In particular it was alleged that the resort ought to have developed policies to prevent unpleasant confrontations between occupants of shared accommodation and to control alcohol consumption.
Justice Graeme Crow agreed Daydream owed a duty to “design, establish, maintain and enforce a safe system… and a safe place of accommodation” and that such duty extended to consideration of the confined living quarters which employees were required to share for extended periods.
Turning to WCRA s 305B, His Honour found that notwithstanding the bizarre nature of the event – which likely occurred when the roommate was in an alcohol induced semi-conscious state – the risk of an “unpleasant personal interaction or confrontation” was foreseeable and in terms of s 305B(1)(b), “not insignificant”.
However Justice Crow found against the plaintiff on each of the three matters he was required to consider under 305B(2) in that, in his view, based on no evidence of prior similar events the probability of harm occurring from any such “unpleasant personal confrontation” was low; that any such harm if it occurred, would be “minimal”; and because there was no evidence of the precautions that ought to have been taken, he could not assess the “burden” on the resort in having to take them.
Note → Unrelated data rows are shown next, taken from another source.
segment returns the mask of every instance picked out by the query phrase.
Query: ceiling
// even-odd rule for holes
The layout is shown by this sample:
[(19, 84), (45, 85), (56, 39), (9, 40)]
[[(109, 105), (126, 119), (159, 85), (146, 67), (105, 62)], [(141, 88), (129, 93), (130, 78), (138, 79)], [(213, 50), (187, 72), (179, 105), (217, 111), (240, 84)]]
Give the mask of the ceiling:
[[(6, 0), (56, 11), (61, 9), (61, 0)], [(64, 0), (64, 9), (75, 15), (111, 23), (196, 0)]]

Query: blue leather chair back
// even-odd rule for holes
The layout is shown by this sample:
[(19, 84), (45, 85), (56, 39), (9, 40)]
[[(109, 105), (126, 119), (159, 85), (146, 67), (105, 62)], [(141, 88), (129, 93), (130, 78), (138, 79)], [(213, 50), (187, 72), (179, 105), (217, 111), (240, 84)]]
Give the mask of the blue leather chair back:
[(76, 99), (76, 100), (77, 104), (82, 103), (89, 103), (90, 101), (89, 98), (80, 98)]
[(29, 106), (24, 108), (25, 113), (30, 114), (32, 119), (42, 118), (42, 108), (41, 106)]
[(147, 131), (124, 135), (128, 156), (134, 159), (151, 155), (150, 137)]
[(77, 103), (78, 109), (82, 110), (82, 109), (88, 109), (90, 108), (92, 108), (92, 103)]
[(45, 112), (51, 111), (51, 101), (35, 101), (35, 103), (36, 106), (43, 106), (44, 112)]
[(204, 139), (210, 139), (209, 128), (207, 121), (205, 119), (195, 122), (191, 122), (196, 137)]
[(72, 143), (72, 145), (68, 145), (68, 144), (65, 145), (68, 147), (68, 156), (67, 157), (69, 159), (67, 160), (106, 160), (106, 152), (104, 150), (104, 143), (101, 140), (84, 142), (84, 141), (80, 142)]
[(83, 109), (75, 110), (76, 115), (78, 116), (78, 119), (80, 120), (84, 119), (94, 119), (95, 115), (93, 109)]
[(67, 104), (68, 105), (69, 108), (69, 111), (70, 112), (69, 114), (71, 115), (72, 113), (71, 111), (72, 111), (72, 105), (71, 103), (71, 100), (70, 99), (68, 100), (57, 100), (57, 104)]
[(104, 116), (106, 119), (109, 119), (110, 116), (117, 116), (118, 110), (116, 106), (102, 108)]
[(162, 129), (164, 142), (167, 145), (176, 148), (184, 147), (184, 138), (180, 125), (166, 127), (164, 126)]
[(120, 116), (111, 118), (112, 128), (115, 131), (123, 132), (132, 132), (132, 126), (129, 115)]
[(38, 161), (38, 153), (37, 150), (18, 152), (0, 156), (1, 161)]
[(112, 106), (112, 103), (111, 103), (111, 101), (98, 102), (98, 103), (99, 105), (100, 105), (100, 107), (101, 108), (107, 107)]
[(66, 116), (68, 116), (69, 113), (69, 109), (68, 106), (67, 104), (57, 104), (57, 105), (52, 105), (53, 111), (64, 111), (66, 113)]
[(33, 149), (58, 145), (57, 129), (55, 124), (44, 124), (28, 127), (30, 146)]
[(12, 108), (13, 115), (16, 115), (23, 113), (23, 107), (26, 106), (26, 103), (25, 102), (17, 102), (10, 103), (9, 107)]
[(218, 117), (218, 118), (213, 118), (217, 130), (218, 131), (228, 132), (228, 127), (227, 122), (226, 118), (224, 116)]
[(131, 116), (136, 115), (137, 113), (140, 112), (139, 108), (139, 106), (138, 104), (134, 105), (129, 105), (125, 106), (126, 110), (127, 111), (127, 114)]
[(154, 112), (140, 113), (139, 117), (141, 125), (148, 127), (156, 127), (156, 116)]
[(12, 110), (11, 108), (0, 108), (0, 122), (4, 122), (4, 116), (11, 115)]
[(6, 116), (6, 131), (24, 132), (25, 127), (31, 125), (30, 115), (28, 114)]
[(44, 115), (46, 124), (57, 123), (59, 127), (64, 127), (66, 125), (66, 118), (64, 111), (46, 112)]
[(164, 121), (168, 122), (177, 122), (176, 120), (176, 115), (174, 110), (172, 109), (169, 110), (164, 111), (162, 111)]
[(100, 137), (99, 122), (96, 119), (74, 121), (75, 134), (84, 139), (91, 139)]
“The likelihood is that no harm would occur or minimal harm may occur in terms of a physical confrontation between roommates,” he wrote in the 45 page judgement.
Having decided that Daydream was not in breach of its duty of care, His Honour went on to rule that the breach of duty that Schokman alleged was not a cause of the resulting injury.
“There is nothing in the evidence to suggest that Hewitt, who was often critical of management would be more likely than not to abide any … alcohol policy,” Judge Crow concluded and therefore the plaintiff was unable to prove “that ‘but for’ such policy the urination event would not have occurred”.
His Honour also decided that Daydream did not “have any cause to treat Schokman differently from any other employee” by reason of his medical condition as he had told the HR manager the medication he needed to keep secured helped him to function “almost 100%”.
Neither was the court prepared to hold the employer liable for Hewitt’s tortious actions because “there is not a connection or nexus between the employment and the wrong committed that could justify the imposition of vicarious liability”.
One of the plaintiff’s experts swore that the appropriate standard of on-site accommodation in resorts and mining camps required separate bedrooms with individually locked doors. However the resort’s provision of sub-standard accommodation was not pleaded as part of Schokman’s case thus preventing the court considering whether it amounted to a breach of the duty it owed him.
Mr Schokman has since taken up an academic post “for which he is eminently suited and has performed at a high level”. Nevertheless His Honour assessed a future income loss of $500 net p/w at being one third of his current salary.
With $105k for past economic loss and $400k for the future 37 years’ income loss, the total assessment came in at $650k and this is the sum of the employer’s insurer would have to have paid for the hospitality worker’s injury, had the court accepted Daydream was liable for the resulting injuries.
Schokman v CCIG Investments Pty Ltd [2021] QSC 120, Crow J, 27 May 2021
This decision was reversed by the Court of Appeal on 18 March 2022 but on 2 August 2023, was reinstated by the High Court of Australia meaning that the original decision of Justice Crow dismissing Mr Schokman’s claim stands. The High Court considered that the actions of Mr Schokman’s roommate were so removed from his employment, that they were well beyond the reach of any vicarious liability that could be attributed to it.